Three years later, Betty Anne lives with her husband, Rick (Loren Dean) and two sons, Richard and Ben. She is frantic that she has not heard from Kenny, who calls her every week, and she is finally told that he tried to commit suicide in prison. Betty Anne decides to go back to school and become a lawyer so she can free him, but her husband is skeptical and unsupportive, and eventually they split up. As Betty Anne struggles with being a working mother going to law school at Roger Williams University in Rhode Island, we see flashbacks of her life growing up with Kenny. Their mother was callous and uncaring, allowing her eight children (by seven different fathers) to grow up almost feral. Kenny and Betty Anne were very close, and used to break into neighborhood homes together just to feel like part of a normal family, until they were sent to separate foster homes. She continues to visit him, working in a bar while going to school, until her sons decide to move in with their Dad. Struggling in school, demoralized and exhausted, she stops going to classes, until a friend from school, played by Minnie Driver, comes to her house and prods her to just get up, get dressed, and get back to class.

In her study group, Betty Anne learns about the new field of DNA testing and realizes this could be the key to overturning Kenny's conviction.
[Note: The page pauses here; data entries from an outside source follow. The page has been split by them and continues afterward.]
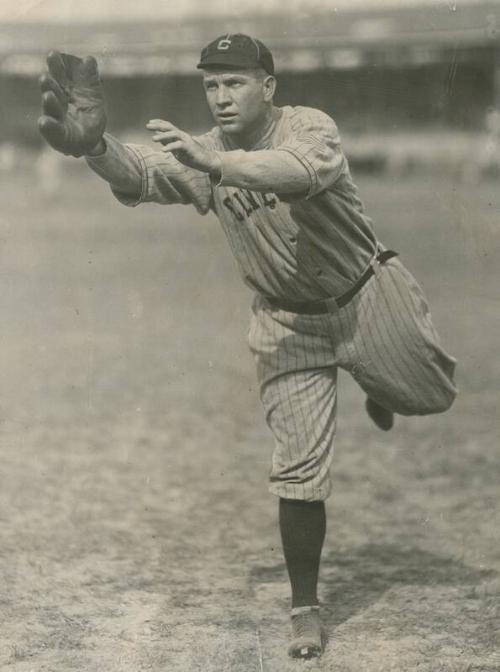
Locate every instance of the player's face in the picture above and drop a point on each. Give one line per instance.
(238, 99)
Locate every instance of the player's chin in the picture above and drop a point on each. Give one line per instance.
(230, 125)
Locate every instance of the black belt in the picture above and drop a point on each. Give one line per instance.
(325, 306)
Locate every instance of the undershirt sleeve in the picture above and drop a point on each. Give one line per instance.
(141, 174)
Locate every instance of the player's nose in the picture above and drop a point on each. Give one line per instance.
(222, 98)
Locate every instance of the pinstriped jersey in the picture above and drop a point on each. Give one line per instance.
(296, 246)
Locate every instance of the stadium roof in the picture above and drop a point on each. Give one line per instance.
(131, 10)
(343, 37)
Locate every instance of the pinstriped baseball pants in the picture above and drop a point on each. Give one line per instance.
(384, 337)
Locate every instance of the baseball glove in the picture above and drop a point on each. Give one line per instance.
(73, 112)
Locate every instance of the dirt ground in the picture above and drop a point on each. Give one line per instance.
(135, 525)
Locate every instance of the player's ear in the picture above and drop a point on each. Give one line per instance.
(269, 87)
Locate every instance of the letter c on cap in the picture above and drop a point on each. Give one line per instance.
(224, 44)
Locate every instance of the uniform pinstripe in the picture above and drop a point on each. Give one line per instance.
(306, 248)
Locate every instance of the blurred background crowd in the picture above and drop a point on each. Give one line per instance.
(411, 83)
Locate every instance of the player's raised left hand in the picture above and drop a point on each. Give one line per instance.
(184, 147)
(73, 113)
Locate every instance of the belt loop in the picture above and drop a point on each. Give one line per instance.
(375, 264)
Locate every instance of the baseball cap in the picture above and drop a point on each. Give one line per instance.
(237, 51)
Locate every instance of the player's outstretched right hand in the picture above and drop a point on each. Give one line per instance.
(73, 112)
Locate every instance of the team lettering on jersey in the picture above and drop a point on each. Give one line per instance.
(243, 202)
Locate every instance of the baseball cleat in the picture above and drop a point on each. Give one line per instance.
(383, 418)
(306, 633)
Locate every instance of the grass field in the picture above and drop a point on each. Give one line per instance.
(135, 525)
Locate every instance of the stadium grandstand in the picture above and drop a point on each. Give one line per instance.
(376, 65)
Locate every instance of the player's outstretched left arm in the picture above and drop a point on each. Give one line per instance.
(268, 170)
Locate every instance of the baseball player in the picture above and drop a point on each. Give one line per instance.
(328, 294)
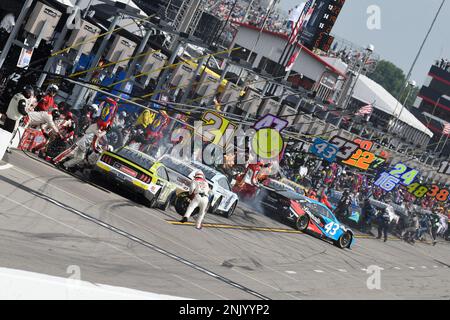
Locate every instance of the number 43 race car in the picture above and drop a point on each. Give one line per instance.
(307, 215)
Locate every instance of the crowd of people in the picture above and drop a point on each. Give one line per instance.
(411, 219)
(75, 136)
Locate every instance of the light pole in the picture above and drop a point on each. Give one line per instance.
(369, 50)
(411, 84)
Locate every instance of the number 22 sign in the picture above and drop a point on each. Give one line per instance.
(216, 127)
(324, 149)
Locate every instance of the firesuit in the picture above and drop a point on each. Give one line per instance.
(17, 108)
(247, 183)
(199, 191)
(80, 149)
(48, 101)
(43, 118)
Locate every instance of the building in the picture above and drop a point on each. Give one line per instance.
(310, 71)
(433, 106)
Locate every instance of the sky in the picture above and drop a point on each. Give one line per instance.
(403, 26)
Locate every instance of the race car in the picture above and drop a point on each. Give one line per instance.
(306, 215)
(135, 171)
(223, 202)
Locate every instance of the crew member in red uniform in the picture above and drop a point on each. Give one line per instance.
(47, 103)
(247, 183)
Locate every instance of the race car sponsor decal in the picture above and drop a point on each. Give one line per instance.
(153, 188)
(400, 173)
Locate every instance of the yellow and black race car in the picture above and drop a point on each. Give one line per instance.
(137, 172)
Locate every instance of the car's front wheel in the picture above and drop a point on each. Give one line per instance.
(154, 201)
(344, 240)
(302, 223)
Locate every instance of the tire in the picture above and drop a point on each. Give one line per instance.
(165, 206)
(230, 212)
(302, 223)
(115, 138)
(344, 240)
(182, 202)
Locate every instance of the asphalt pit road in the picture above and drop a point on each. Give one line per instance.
(246, 264)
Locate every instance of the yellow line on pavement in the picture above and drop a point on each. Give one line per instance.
(262, 229)
(229, 226)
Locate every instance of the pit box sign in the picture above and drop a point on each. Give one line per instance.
(216, 128)
(267, 141)
(325, 150)
(444, 168)
(351, 153)
(435, 192)
(388, 180)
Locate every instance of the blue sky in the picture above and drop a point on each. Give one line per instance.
(404, 24)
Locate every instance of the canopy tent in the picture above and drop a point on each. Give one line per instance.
(368, 91)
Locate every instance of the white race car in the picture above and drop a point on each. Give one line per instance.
(224, 200)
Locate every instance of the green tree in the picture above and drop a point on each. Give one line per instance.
(392, 78)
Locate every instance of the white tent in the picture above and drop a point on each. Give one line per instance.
(369, 91)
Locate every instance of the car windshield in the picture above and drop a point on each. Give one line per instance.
(277, 185)
(137, 157)
(176, 166)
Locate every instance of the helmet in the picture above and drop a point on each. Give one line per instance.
(72, 127)
(69, 115)
(93, 108)
(56, 114)
(52, 89)
(28, 91)
(199, 174)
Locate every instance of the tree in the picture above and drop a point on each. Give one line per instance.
(392, 78)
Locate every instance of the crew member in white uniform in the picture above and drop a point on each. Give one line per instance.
(79, 150)
(199, 191)
(18, 107)
(44, 119)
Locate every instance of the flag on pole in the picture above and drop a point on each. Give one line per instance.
(292, 60)
(446, 129)
(368, 109)
(304, 16)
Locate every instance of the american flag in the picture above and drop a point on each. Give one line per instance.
(306, 13)
(291, 61)
(446, 129)
(368, 109)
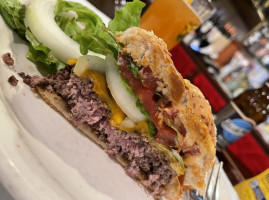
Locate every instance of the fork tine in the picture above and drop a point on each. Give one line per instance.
(214, 196)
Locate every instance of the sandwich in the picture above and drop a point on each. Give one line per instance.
(169, 146)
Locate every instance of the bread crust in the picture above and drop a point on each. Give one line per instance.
(192, 109)
(174, 188)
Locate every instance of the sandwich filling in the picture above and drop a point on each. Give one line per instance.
(145, 87)
(142, 156)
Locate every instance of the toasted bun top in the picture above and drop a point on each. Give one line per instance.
(194, 111)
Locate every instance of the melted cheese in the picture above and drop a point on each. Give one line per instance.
(99, 80)
(100, 87)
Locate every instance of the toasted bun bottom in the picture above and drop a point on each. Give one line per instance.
(193, 110)
(174, 188)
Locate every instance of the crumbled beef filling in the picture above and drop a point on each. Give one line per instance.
(86, 107)
(12, 80)
(8, 59)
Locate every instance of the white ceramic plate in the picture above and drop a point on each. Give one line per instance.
(41, 155)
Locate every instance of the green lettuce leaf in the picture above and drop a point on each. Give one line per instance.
(86, 28)
(13, 13)
(126, 17)
(40, 53)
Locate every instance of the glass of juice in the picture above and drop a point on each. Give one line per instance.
(170, 20)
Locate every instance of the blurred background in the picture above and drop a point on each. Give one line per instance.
(227, 57)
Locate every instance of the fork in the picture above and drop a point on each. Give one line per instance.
(212, 190)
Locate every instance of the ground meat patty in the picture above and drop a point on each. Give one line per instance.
(12, 80)
(86, 107)
(8, 59)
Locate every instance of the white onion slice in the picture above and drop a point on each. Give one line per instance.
(40, 19)
(122, 97)
(89, 62)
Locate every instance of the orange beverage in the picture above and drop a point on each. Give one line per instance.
(170, 20)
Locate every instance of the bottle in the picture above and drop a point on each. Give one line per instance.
(254, 103)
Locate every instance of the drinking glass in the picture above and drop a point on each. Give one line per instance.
(170, 20)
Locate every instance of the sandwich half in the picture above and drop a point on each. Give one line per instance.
(168, 152)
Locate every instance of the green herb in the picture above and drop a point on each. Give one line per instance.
(152, 130)
(127, 17)
(141, 108)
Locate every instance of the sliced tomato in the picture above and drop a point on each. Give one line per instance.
(165, 134)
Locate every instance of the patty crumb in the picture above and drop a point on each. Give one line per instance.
(8, 59)
(12, 80)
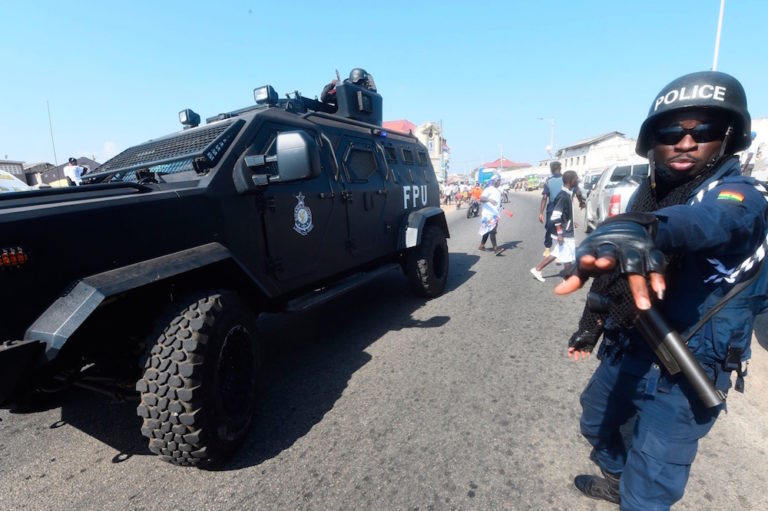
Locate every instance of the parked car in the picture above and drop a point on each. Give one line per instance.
(590, 180)
(9, 183)
(610, 195)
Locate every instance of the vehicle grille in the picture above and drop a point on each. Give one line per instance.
(208, 141)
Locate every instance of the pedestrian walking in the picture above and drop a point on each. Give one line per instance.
(561, 220)
(548, 193)
(695, 230)
(491, 211)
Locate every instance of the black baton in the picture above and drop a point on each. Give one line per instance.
(676, 356)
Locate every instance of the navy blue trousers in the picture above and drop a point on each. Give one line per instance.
(670, 420)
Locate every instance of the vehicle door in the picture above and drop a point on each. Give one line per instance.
(303, 220)
(365, 194)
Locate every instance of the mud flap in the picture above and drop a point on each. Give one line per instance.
(17, 358)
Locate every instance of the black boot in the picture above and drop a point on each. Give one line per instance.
(604, 488)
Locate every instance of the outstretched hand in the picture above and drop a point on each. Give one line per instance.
(627, 241)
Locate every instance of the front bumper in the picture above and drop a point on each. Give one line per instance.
(17, 360)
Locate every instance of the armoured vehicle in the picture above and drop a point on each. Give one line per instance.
(154, 271)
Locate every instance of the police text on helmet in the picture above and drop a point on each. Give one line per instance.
(715, 92)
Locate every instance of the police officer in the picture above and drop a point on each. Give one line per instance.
(362, 78)
(709, 222)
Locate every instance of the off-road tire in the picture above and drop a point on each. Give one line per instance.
(427, 264)
(200, 383)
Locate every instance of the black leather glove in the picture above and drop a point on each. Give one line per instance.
(627, 238)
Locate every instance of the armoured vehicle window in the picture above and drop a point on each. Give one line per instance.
(391, 154)
(360, 163)
(620, 173)
(640, 170)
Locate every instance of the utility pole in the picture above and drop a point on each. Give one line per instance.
(717, 39)
(50, 126)
(551, 135)
(442, 161)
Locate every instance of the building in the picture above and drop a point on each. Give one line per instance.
(592, 154)
(506, 168)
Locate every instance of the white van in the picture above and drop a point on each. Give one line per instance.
(611, 194)
(9, 183)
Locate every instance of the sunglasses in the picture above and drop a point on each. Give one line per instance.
(701, 133)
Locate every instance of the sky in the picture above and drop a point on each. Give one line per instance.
(497, 74)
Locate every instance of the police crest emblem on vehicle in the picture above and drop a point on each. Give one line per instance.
(302, 217)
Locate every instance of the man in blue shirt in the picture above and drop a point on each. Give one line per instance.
(548, 193)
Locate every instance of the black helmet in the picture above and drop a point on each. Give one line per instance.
(358, 75)
(706, 90)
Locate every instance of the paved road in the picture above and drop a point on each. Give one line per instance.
(383, 401)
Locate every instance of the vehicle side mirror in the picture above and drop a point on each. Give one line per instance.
(298, 156)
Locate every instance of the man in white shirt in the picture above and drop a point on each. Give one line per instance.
(491, 201)
(73, 172)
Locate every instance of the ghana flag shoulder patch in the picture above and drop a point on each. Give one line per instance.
(731, 195)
She contacts attorney Barry Scheck from the Innocence Project. The backlog of cases will mean waiting more than a year unless she can pass the bar and find the blood evidence from Kenny's trial herself to have it tested. At first she is stonewalled, then told the evidence was destroyed, but she refuses to give up, and she and her friend Abra (Minnie Driver) embark an an odyssey to recover any evidence that might still be stored away somewhere. At the time of the trial, Kenny's blood type was shown to be identical to the killer's but DNA testing didn't exist. In the process, Betty Anne learns from an acquaintance who is now a police officer that Nancy Taylor was fired from the police department for fabricating evidence in another case. This deepens Betty Anne's suspicions about Kenny's conviction and the "evidence" given at trial."
Finally the DNA results come back and "the survey says...."

I hate spoilers so I won't tell you how the movie turns out. You'll have to see it yourself if you want to. I will say ... there are some interesting twists as they navigate several challenging hurdles along the way. It's Rated R for a bloody murder scene at the beginning and for language (Sam Rockwell and his buddies, especially his co-inmates, make for an intriguing bunch....). If you can get past the f-bombs (I didn't appreciate them but they were true to form), the story is strong—one of the best I've seen about not caving to life's trials. The language is a little jarring, but the story is worth it. The characters are raw and the actors spot on.